Computer science, programming, and whatnot.


April 10, 2016 back to posts

So, what is recursion1 anyways?

Mathematical Induction

Explaining recursion might be easier if we understand mathematical induction. Indunction is a proof--technique, which works somewhat like this2:

  1. Show that we can get from one state to the next state
  2. Show that we have an initial state
  3. We can now get to any state, after the initial state.

The concept can be visalized as climbing a staircase. If we are on an arbitrary step, we know how to get to the next step. We also know how to get to the 0th step, which (i guess) is the ground. From this, we conclude that we can get to step n, for any positive n.

What does this have to do with recursion? Well, recursion is kind of the opposite. With recursion, we need the following:

  1. The problem can be solved by first solving a smaller instance of the same problem
  2. When the input is small enough, it is trivial to solve
  3. We can now solve an instance of any size, simply by making the problem smaller enough times.

Recursion is heavily used in functional programming, so if you are familiar with, say a Lisp, or Haskell, this might be familiar.

For instance, we can find the length of a list using recursion: the length of a list is one more then the length of the same list, with the first element removed, and the length of an empty list is 0.

num list_length(List)
    if List == []
        return 0
    let head be first element
    let tail be rest of list
    return 1 + list_length(tail)

Or, in actual python:

def list_len(lst):
  if lst == []:
    return 0
  return 1 + list_len(lst[1:])

A Not So Straight Forward Recursion

Let's say we're trying to sort a list. We could to a lot of different things, like keeping a sorted list, and inserting one new element at a time, or trying to build a data structure, with which extracting a sorted list is trivial3. But we'll try something else. We can begin with the observation that if we split the list in two, and somehow manage to sort the two list separately, we can merge the lists, pretty easily: just take out the smallest element of the two in front of the lists, and push it at the end onto a new list. Then the new list will consist of all of the elements in sorted order, because we allways took the smaller element.

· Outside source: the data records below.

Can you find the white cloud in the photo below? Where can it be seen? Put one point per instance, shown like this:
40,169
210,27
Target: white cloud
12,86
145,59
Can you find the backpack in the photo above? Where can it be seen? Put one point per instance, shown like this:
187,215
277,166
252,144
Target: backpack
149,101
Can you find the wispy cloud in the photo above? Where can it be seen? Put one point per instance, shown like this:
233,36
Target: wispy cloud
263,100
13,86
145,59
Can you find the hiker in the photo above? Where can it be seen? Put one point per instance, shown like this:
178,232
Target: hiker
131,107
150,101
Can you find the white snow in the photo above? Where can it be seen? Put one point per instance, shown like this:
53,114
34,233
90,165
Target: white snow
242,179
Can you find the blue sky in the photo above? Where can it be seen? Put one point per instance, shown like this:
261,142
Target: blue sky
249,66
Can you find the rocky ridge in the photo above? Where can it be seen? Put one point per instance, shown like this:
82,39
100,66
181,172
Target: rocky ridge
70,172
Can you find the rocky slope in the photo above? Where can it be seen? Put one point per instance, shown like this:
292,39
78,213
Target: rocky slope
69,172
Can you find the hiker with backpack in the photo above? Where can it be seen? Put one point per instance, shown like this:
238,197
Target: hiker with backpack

So great, we just found a way to sort a list... except we didn't, because in order for our algorithm to work, we need an additional algorithm to sort the two lists. But, do we really? The algorithm we just made is itself a sorting algorithm! What happends if we try to use the algorithm itself?

list merge_sort(List)
    split List at middle into A, B
    return merge(A, B)

Does this work? What happends if List is empty? Or contains one element? Actually, when the length of the list is less than two, the list is already sorted (if we can say that an empty list is sorted).

list merge_sort(List)
    if List.length < 2
        return List
    split List at middle into A, B
    return merge(A, B)

Ok, we are (perhaps) starting to build up confidence in our new, albeit weird, algorithm. But, this call to the function itself looks a little dangerous. How can we know if it will end?

We first observe that if the length of the list is less than two, we return the list, so the algorithm returns from that call. If the length of the list is larger or equal to two, we split the list at the middle, and call the parts A and B. But the length of both A and B is the half of List (or something very close to half). Neither of them can possibly be larger, or even of equal length. Hence, we know that the algorithm calls itself, but with a smaller input. Eventually, when the input it small enough --- containing less than two elements --- we return. Hence, no matter what size the input is, the algorithm always terminates!

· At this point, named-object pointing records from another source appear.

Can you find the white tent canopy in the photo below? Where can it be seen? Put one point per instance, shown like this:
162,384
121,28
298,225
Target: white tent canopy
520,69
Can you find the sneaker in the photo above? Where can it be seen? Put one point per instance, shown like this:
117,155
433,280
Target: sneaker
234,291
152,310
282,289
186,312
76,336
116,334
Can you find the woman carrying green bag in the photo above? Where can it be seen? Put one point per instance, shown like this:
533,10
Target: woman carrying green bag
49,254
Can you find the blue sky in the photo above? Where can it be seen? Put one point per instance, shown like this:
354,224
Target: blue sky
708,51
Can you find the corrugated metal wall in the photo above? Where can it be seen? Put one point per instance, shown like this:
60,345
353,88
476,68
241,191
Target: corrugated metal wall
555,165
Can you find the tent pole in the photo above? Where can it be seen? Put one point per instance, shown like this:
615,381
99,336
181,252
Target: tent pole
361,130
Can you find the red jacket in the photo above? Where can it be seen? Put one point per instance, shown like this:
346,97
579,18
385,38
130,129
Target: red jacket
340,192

Now, this result is kind of amazing. We have just constructed a sorting algorithm, kind of without even thinking about the problem of sorting! By assuming our own algorithm actually works, we gained confidence that the same algorithm works!

The merge step looks a bit scary, though4. Maybe we can try something similar, but without having to merge the lists.

Ok, what if we sort the list just a little bit, so that we can make the recursion work. For instance, we can take a element from the list and then split, or partition, the list in two, based on that one element, such that all elements in the first list are less than or equal to our selected element, and all elements in the last list are greater than it. At the end, we simply put them together, and put our special element, the pivot, in betweeen.

list sort(List)
    if List.length < 2
        return List
    select e from List
    make A such that a in A --> a < e
    make B such that b in B --> b > e
    return A + [e] + B

This might look more like sorting, because we partition the list into two, based on the pivot. But one would think there is still lots to do. There is not. This python function implements this algorithm, quick-sort.

def sort(lst):
  if len(lst) < 2:
    return lst
  pivot = lst.pop()
  A = [a for a in lst if a <= pivot]
  B = [b for b in lst if b <= pivot]
  return sort(A) + [pivot] + sort(B)

and this is the haskell version:

sort (x:xs) = l ++ [x] ++ g
            where l = sort [a | a<-xs, a <= x]
                  g = sort [b | b<-xs, b > x]
sort l = l

Recursion Gone Wrong

Recursion is an amazing tool, and sometimes it works out just right. However, there are multiple things that can go wrong5.

Make Sure It Ends

It is very easy to get burnt on this, either by looping forever6:

def fac(n):
    if n == 1:
        return 1
    return n * fac(n - 1)

# fac(-2) loops infinitely

or incorrectly handling, or even forgetting, the base case7, and result in a crash:

sort [x] = [x]
sort (x:xs) = l ++ [x] ++ g
            where l = sort [a | a<-xs, a <= x]
                  g = sort [b | b<-xs, b > x]
-- Non-exhaustive patterns:
-- the empty list case is not handled

As mentioned here1, making sure the recursion ends is tricky.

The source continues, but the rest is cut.